Pareillement, l’argument des vegans
qui consistent à dire que le lait de vache n’est adapté que pour le veau me
laisse franchement sceptique. Seuls les hommes auraient l’étrange idée de boire
un lait qui n’est pas le leur, disent-ils. C’est faux : donnez du lait de
vache à un chat et il le lapera goulûment. L’argument a certainement une portée
dans la dimension de la santé : le lait de vache est prévu pour faire
pousser un veau de 200 kg en quelques mois. Boire trop de lait de vache n’est
donc certainement pas bon pour la santé humaine.

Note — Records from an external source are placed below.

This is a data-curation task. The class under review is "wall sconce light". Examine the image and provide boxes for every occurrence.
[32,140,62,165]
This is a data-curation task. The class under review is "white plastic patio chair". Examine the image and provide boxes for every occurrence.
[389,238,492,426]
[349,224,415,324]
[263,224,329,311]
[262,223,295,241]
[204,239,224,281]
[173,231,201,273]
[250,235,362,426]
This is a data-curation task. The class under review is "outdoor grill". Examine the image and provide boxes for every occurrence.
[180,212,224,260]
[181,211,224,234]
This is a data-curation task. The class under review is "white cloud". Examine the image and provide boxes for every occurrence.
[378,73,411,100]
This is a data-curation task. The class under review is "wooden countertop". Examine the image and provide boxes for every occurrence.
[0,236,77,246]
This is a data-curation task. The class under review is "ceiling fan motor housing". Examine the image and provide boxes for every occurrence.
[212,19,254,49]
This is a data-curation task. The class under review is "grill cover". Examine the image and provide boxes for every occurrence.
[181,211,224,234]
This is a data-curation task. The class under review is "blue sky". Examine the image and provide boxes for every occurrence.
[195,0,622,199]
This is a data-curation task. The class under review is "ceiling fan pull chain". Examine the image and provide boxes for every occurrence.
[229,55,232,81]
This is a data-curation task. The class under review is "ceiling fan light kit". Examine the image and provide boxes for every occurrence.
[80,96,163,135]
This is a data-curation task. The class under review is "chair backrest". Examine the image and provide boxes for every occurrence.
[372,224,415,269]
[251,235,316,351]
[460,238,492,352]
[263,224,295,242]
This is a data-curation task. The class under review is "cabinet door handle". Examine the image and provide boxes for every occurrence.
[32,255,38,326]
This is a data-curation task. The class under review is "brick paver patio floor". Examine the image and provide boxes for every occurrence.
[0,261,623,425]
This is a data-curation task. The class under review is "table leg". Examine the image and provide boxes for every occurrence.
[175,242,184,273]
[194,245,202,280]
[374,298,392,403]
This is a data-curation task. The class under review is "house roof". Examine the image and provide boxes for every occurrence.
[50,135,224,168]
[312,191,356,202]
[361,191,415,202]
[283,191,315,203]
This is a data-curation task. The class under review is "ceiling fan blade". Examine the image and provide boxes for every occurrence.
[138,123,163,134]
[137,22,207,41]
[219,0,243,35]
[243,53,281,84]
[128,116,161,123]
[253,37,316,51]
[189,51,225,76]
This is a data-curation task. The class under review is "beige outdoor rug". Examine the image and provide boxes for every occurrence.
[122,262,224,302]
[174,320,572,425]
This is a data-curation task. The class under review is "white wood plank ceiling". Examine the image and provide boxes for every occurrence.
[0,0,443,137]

Mais ce n’est pas un argument
éthique : on ne viole pas une loi de la Nature quand un être humain boit
du lait de vache ou mange des produits laitiers.
L’argument éthique qui doit être
rappelé est le suivant : pour produire du lait de vache à vaste échelle,
il faut séparer la maman vache de son veau (et souvent envoyer le veau à
l’abattoir). Cela crée une souffrance énorme tant dans la conscience de la
vache que du veau. L’argument éthique doit rappeler qu’il faut prendre en
considération la sensibilité de ces êtres conscients.